Byliśmy razem i nie tracąc dosłownie żadnej minuty, trwaliśmy w pocałunku. Przerywałam go schodząc niżej na Twój brzuch całując go i liżąc. Sam wiesz jak go uwielbiam. Nawet śnię o nim :*
We śnie czułam się lekko i szczęśliwie. I pomimo, że to był sen wiedziałam, że nadejdzie moment nieodłącznego rozstania.
Każdy sen z Tobą i o Tobie jest jak czyste wariactwo. Psychoza. Wszystko razem i w skrajnych doznaniach - zmysły się mieszają i dosłownie wszystko wydaje się takie realnie nie realne.
Sny, piękne sny które bez naszego przyzwolenia wracają.

Zamykam znów oczy.

Ona:
Uwielbiała układać głowę na Jego brzuchu. Silna i zarazem delikatna dłoń głaskała ją wtedy po włosach - powoli i czule...
Wtedy najczęściej był śmiech. Lub zamarcie w bezruchu patrząc głęboko w swoje oczy.
Czasami też płakała. Ze szczęścia.

Wspominając też płaczę. Bo to przecież nie umarło we mnie.

***

czwartek, 11 marca 2010

Czas

Upływający czas nabrał teraz innego wymiaru.
Być może stał sie nawet bezwymiarowy. Przestał uciekać. Przestała za nim gonić.
Czeka, ale jakby straciła poczucie wartości czasu. To, co robiła zaraz po przyjściu z pracy robi kilka dni pózniej. I wcale nie czuje, że o czymś zapomniała. Wręcz przeciwnie, myśli o tym prawie bez przerwy. Myśli jak nie zranić, jak nie być zbyt natarczywą, jak można kochać, tęsknić i nie pisać zbyt wiele, zbyt często i dużo...

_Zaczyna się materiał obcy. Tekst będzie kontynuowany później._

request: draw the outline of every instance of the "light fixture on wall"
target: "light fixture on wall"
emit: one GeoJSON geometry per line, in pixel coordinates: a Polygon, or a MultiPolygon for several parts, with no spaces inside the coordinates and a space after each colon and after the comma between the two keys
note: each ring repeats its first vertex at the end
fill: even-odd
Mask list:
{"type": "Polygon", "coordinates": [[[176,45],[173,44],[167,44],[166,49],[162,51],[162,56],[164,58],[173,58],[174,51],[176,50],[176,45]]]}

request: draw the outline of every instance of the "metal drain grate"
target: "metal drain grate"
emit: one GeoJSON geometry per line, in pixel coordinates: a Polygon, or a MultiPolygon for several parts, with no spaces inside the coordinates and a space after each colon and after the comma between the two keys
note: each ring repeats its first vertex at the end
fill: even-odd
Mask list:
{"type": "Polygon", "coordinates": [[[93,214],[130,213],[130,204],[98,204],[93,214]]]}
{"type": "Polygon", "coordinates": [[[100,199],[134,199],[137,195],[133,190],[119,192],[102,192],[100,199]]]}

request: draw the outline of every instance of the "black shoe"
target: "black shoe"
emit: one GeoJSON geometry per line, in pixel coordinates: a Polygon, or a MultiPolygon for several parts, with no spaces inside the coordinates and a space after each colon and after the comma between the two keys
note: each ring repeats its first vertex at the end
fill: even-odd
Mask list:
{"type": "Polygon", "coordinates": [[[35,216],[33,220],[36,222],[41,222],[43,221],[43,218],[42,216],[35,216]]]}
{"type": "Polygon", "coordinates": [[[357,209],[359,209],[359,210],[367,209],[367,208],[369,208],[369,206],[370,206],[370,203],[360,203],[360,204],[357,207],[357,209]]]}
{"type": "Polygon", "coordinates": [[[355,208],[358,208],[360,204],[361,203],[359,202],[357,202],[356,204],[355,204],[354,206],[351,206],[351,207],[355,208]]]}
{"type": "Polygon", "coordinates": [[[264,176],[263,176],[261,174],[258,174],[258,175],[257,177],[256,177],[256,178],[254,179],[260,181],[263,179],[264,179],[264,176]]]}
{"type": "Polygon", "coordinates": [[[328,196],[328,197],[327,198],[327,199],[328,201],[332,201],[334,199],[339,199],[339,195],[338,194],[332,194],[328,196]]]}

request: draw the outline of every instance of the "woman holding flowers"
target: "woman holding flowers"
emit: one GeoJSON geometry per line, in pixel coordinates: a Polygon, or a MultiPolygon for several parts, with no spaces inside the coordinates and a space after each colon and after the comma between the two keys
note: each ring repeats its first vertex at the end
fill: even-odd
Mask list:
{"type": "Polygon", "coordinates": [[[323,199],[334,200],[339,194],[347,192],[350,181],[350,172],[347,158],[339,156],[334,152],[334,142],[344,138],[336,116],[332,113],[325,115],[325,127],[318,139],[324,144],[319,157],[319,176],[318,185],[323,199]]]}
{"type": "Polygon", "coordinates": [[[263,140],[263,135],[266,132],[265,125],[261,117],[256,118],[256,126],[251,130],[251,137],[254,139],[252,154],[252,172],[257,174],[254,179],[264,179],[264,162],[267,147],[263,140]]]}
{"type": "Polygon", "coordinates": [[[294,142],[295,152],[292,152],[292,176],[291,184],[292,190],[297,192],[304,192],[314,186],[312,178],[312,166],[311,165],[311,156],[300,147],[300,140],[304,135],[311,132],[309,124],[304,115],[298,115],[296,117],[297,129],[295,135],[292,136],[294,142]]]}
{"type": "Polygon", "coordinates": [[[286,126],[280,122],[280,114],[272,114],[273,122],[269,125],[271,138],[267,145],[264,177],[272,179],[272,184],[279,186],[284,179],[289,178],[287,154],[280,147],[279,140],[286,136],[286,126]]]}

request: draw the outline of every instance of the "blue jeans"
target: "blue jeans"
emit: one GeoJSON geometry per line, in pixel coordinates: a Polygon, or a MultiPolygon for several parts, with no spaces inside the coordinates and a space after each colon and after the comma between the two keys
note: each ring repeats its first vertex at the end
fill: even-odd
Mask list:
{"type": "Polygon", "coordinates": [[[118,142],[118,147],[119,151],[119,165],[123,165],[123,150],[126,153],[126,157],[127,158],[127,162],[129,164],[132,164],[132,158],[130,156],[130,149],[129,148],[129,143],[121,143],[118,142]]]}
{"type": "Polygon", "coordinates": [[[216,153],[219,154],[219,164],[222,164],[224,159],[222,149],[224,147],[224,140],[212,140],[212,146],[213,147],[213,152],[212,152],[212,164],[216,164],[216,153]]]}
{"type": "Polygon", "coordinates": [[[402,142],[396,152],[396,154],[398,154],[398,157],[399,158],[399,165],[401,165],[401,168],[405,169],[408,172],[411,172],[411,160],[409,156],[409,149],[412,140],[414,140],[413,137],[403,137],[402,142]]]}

Ale nie może przestać pisać - pisze wszędzie. W myślach i w sercu. I tu.

Jego

Jest Twoja, nawet jesli jej nie ma. Jest na pewno, bo każda jej głębsza myśl należała kiedyś do Ciebie. I łza, i uśmiech też.
Nadal należy, tylko w innym tego słowa znaczeniu.
Teraz pozostaje to w niej...

wtorek, 9 marca 2010

...codziennie ten sam, długi, relaksujący prysznic.
Woda, która wręcz parzy moją delikatną skórę zmywa to nieodłączne, codzienne napięcie. Ale nie zmywa wspomnień. 
Koi ciepłym dotykiem.

Oparłam ręce, wysoko ponad głowe na szklanej szybce, pochylając głowe do przodu... silny strumień uderzał w kark... próbowałam się relaksować, próbowałam też odnależć się w tym pęku myśli.
Odchyliłam głowę do tyłu, powoli.
Stróżka gorącej wody obmywa mi twarz... wyłanczam się.  Nie wiem jak długo tak stoję.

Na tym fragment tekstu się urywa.